Data Quality and Fuzzy Searching
IRI is now also delivering fuzzy search functions, both in its free database and flat-file profiling tools, and as available field-function libraries in IRI CoSort, FieldShield, and Voracity to augment data quality, security, and MDM capabilities. This is the first in a series of articles on IRI fuzzy search solutions covering their application to data quality improvement.
Introduction
The veracity or reliability of data of one of big ‘V’ words (along with volume, variety, velocity, and value) that IRI et al talk about in the context of data and enterprise information management. Generally, IRI defines data in doubt as having one or more of these attributes:
- Low quality, because it is inconsistent, inaccurate, or incomplete
- Ambiguous (think MDM), imprecise (unstructured), or deceptive (social media)
- Biased (survey question), noisy (superfluous or contaminated), or abnormal (outliers)
- Invalid for any other reason (is the data correct and accurate for its intended use?)
- Unsafe – does it contain PII or secrets, and is that properly masked, reversible, etc.?
This article focuses only on new fuzzy search solutions to the first problem, data quality. Other articles in this blog discuss how IRI software addresses the other four veracity problems; ask for help finding them if you can’t.
About Fuzzy Searching
Fuzzy searches find words or phrases (values) that are similar, but not necessarily identical, to other words or phrases (values). This type of search has many uses, such as finding sequence errors, spelling errors, transposed characters, and others we’ll cover later.

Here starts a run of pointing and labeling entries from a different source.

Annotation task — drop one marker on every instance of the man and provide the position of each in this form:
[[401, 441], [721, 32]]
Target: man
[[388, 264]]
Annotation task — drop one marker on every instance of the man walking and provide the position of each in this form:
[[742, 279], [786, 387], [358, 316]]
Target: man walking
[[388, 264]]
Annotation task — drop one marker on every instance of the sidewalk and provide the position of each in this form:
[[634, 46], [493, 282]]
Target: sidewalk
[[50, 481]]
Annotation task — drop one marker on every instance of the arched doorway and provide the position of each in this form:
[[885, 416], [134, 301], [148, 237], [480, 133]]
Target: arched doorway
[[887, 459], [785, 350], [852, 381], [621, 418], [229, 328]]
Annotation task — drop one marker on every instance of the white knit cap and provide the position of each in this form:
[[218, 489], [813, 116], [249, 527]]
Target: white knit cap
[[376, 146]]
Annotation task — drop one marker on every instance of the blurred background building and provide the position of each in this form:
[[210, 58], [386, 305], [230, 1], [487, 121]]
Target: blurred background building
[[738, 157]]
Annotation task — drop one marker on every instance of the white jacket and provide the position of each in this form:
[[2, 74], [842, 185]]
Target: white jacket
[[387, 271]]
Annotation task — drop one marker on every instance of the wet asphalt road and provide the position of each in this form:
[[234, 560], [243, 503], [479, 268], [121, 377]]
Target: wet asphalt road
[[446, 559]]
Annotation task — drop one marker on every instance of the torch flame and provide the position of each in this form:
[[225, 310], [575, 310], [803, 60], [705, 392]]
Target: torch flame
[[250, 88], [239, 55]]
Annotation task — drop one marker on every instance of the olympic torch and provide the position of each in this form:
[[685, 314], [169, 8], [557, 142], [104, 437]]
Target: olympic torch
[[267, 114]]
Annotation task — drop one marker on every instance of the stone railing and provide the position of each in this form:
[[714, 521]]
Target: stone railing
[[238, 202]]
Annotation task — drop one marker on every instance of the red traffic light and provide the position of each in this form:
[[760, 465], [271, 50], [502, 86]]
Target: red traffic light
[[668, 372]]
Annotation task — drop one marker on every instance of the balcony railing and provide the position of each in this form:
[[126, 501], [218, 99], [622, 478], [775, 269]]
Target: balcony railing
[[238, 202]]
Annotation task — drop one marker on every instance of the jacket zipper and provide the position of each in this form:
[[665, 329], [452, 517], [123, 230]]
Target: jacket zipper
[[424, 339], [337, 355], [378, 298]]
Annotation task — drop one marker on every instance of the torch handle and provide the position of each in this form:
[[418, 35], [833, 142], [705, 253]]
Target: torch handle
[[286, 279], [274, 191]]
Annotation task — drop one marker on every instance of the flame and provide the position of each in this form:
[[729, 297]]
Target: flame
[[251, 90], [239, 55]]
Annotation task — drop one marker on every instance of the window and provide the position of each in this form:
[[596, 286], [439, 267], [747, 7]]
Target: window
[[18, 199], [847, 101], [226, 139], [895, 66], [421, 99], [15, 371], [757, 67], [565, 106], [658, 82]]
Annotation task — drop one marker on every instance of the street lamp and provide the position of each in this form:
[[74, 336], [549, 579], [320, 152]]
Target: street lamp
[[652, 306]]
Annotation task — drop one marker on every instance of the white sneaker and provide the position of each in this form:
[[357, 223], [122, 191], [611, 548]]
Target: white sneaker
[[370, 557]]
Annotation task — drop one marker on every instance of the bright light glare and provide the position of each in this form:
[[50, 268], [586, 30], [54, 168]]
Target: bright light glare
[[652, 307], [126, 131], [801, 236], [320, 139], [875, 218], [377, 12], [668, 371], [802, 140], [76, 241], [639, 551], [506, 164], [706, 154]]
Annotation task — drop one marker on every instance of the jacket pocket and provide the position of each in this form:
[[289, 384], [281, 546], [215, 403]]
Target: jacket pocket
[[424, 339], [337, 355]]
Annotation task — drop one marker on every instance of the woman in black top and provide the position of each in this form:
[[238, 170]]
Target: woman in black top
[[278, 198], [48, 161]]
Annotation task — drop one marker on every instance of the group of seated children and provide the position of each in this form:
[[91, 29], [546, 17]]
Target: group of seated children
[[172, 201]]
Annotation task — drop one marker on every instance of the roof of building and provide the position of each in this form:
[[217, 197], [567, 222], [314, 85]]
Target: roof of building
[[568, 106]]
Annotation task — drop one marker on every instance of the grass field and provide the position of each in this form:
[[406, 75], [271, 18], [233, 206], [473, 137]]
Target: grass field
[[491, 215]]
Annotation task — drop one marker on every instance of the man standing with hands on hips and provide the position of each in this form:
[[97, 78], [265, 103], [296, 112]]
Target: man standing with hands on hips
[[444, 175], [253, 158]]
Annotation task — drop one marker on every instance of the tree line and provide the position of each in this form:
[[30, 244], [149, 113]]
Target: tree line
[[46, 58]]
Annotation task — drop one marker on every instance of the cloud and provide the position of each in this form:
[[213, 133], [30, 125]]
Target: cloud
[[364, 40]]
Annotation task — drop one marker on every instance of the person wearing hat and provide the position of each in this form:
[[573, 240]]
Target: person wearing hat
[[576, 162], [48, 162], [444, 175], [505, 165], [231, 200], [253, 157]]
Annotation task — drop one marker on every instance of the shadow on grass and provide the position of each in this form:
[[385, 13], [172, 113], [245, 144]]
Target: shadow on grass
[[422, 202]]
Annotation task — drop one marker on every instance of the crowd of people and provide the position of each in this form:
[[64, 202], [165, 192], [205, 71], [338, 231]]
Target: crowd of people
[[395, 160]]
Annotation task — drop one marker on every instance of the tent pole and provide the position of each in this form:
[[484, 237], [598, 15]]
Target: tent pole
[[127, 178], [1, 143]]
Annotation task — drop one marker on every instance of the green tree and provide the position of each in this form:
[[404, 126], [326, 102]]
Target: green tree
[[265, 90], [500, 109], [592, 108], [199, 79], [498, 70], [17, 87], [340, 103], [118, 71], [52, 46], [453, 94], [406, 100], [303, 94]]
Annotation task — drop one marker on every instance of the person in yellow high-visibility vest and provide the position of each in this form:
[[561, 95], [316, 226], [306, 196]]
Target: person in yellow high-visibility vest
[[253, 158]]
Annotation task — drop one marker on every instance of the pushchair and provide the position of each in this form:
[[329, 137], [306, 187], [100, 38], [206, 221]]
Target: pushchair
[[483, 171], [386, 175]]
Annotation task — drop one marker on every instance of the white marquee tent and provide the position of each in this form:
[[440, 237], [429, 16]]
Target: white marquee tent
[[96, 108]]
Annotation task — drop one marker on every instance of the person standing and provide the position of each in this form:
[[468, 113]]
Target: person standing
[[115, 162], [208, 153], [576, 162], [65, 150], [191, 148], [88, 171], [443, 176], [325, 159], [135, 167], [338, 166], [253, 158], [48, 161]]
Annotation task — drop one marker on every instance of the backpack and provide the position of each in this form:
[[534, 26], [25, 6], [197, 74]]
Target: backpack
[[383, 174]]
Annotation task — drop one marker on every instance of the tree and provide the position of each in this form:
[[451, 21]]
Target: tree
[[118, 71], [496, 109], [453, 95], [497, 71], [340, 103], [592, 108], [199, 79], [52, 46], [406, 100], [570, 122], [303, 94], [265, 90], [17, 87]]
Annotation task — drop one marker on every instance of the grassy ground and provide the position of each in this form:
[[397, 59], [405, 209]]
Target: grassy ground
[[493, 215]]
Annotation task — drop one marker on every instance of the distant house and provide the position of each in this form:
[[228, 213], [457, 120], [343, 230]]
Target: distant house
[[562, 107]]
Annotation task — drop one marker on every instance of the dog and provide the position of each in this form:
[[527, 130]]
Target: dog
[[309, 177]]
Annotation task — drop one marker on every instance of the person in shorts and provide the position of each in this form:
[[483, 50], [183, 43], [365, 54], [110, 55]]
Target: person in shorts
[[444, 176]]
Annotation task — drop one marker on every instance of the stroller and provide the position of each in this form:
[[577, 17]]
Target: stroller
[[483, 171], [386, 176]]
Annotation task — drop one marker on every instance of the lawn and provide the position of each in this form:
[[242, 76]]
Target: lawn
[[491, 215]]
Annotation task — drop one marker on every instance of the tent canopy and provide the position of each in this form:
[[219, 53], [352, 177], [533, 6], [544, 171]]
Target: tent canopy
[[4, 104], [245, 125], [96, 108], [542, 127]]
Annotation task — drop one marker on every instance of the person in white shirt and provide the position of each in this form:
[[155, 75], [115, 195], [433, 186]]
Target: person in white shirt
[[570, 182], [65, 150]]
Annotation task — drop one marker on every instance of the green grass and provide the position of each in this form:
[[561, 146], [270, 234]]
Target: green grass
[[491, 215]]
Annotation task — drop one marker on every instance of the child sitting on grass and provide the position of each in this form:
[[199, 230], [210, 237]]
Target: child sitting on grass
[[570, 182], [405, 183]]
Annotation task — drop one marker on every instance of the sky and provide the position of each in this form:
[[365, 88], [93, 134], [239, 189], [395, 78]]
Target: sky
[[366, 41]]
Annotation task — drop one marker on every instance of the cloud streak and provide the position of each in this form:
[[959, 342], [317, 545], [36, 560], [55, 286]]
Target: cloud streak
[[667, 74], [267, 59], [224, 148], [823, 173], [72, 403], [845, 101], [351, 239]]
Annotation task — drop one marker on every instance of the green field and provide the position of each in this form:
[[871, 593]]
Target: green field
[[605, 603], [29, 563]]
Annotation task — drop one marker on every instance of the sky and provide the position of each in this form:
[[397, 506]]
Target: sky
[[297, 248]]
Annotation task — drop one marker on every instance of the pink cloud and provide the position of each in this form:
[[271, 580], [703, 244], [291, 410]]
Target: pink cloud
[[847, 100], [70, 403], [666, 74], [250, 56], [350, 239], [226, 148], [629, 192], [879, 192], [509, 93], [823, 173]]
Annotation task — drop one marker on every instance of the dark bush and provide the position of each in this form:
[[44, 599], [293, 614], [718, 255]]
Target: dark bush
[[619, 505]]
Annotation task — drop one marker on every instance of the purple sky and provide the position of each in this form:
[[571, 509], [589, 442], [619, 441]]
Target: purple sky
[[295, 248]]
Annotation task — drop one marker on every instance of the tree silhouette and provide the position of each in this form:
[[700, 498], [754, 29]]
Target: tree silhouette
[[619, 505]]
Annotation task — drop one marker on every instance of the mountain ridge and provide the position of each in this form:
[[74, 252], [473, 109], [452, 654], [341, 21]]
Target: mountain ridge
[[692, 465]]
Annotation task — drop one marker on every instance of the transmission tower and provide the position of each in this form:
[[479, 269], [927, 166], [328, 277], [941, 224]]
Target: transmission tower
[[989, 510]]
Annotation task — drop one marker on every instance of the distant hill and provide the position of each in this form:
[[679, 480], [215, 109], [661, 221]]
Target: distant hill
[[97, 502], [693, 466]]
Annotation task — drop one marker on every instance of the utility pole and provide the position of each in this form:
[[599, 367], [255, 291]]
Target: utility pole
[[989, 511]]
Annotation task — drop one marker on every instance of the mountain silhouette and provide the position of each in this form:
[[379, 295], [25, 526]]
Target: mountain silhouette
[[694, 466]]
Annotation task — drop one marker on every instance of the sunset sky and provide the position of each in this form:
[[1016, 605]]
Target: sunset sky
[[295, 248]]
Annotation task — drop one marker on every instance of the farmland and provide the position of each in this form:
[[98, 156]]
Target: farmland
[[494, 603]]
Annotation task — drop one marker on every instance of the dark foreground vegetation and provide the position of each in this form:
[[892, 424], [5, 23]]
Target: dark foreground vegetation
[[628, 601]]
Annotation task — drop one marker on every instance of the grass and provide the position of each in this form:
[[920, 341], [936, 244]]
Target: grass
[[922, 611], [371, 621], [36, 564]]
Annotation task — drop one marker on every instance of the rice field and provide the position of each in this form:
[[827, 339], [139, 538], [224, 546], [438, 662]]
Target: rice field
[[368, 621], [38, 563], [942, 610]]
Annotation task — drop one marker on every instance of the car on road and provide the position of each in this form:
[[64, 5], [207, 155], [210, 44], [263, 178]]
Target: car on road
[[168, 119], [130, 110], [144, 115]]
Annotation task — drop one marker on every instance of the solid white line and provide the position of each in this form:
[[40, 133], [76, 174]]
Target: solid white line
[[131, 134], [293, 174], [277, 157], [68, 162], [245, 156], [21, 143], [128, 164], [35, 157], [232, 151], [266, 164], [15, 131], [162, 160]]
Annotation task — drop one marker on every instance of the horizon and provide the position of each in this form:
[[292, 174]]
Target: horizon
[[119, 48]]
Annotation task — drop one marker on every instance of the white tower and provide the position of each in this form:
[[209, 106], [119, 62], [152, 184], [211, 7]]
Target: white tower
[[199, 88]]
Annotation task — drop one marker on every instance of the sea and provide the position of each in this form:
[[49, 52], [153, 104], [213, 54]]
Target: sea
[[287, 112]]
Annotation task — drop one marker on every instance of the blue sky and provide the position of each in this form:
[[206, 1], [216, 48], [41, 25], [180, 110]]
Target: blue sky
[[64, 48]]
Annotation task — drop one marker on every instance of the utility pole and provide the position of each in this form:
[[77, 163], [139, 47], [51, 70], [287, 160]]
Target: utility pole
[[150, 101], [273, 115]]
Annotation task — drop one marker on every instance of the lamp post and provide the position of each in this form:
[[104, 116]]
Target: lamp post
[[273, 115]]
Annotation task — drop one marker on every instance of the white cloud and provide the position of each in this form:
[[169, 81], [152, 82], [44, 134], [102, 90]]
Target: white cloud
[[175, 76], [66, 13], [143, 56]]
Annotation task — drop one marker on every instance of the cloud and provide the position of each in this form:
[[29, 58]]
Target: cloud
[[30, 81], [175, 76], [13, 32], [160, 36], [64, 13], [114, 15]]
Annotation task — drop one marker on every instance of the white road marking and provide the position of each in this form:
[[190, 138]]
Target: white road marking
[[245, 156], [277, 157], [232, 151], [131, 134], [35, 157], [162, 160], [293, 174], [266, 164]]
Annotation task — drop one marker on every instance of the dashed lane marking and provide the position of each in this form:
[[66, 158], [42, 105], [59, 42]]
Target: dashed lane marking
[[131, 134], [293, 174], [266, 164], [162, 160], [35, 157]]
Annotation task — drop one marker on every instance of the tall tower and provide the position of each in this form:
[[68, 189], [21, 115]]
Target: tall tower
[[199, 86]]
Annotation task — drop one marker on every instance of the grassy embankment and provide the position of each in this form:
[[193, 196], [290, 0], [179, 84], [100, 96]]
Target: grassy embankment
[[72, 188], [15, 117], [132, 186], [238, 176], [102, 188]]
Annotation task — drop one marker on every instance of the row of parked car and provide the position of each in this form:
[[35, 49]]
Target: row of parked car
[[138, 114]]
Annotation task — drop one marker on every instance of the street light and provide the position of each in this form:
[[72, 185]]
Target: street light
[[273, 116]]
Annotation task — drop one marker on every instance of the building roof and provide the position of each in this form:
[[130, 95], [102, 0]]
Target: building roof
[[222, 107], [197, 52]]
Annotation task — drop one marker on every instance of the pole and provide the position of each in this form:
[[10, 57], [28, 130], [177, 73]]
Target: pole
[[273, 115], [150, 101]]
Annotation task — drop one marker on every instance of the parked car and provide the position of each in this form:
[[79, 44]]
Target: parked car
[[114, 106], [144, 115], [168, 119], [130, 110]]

Performing a fuzzy search for approximate words or phrases can help find data that may be a duplicates of previously stored data. However, user input or auto correction may have altered the data in some way to make the records seem independent.
The rest of the article will cover four fuzzy search functions which IRI now supports, how to use them to scour your data, and return those records approximating the search value.
1. Levenshtein
The Levenshtein algorithm works by taking two words or phrases, and counting how many edit steps it will take to turn one word or phrase into the other. The less steps it will take, the more likely the word or phrase is a match. The steps the Levenshtein function can take are:
- Insertion of a character into the word or phrase
- Deletion of a character from the word or phrase
- Replacement of one character in a word or phrase with another
The following is a CoSort SortCL program (job script) demonstrating how to use the Levenshtein fuzzy search function:
/INFILE=LevenshteinSample.dat /PROCESS=RECORD /FIELD=(ID, TYPE=ASCII, POSITION=1, SEPARATOR="\t") /FIELD=(NAME, TYPE=ASCII, POSITION=2, SEPARATOR="\t") /REPORT /OUTFILE=LevenshteinOutput.csv /PROCESS=CSV /FIELD=(ID, TYPE=ASCII, POSITION=1, SEPARATOR=",") /FIELD=(NAME, TYPE=ASCII, POSITION=2, SEPARATOR=",") /FIELD=(FS_RESULT=fs_levenshtein(NAME, "Barney Oakley"), POSITION=3, SEPARATOR=",") /INCLUDE WHERE FS_RESULT GT 50
There are two parts that must be used to produce the desired output.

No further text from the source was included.